Concernant nos exemples, si certaines des propositions ci-dessus vous semblent plus vraies que d’autres, c’est uniquement parce que vous considérez comme « vrai/faux », « bon/mauvais » ou « juste/injuste », bref que vous accordez une valeur, à certaines des positions de départ. Dans un réflexe tautologique, la relation va donc vous apparaître plus « vraisemblable » si vous accordez un regard négatif à la proposition se trouvant au départ du sophisme.
Nous voyons des raisonnements a priori logiques à cause de notre biais de confirmation, qui valide par défaut les informations qui sont favorables à ce que nous pensons, et qui met en doute celles qui y sont opposées, et cela même si le raisonnement qui a amené à ces différentes informations est exactement le même. Ce que notre cerveau cherche à faire, c’est simplement à trouver un connecteur qu’il considérera comme « logique » pour nous permettre de sereinement classer en « vrai » les affirmations avec lesquelles nous sommes d’accord, ou en « faux » les affirmations avec lesquelles nous sommes en désaccord, et ainsi faire cesser les sensations désagréables liées à la dissonance cognitive[15].
En réalité, le point de Godwin n’est pas même une nécessité au sophisme par association pour disqualifier un bord politique. Il n’est là que pour en augmenter la portée significative, par une référence à l’un des épisodes les plus atroces, si ce n’est le plus atroce, de l’histoire humaine. Il n’est plus trop utilisé de nos jours, même si certains ne s’en privent pas[16], pour deux raisons principales.
La première, c’est que l’histoire avançant, les mémoires se diluant, les liens se défaisant, la référence à la période nazie n’agit plus sur les masses comme elle a pu le faire après la guerre. Les jeunes générations, particulièrement actives sur internet, se moquent allègrement des effets de la loi de Godwin, en en faisant des mèmes et des running gags[17]. Cette référence devient d’autant moins utile qu’elle n’a même plus besoin d’être sollicitée, la simple référence à l’extrême droite, et surtout à l’antisémitisme, faisant automatiquement un « rappel aux heures sombres de l’histoire », remplissant ainsi son rôle dialectique de reductio at hitlerum.
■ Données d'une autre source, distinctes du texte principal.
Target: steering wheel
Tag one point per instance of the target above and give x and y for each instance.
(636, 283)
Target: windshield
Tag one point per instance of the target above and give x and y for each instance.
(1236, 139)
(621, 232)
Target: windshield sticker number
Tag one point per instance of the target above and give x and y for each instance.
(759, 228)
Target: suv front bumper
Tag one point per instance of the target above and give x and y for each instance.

La deuxième, c’est que le monde moderne regorge d’horreurs idéologiques à combattre. Or, le sophisme par association ne cherche pas à tisser un lien logique entre une chose et une autre, mais à en établir un lien brumeux, confus, ni totalement expliqué ni totalement anodin, qui donnera une impression de cohérence, permettant de sous-entendre une égalité de valeur entre deux positions. Il suffit alors de « trouver » ce lien, le plus ténu soit-il, entre une position idéologique à laquelle vous êtes opposé, et une idéologie qui fait à peu près l’unanimité contre elle (faites votre choix entre le fascisme, l’antisémitisme, le terrorisme, l’intégrisme religieux, le stalinisme, le maoisme, le cauchemar orwellien, l’eugénisme, le racisme, le sexisme, etc.). Par ce procédé, il s’installe l’idée que les deux positions, d’une certaine manière, se valent, que l’une « cache » l’autre, ou que l’une mène à l’autre, bref, que soutenir l’une, c’est quelque part soutenir l’autre.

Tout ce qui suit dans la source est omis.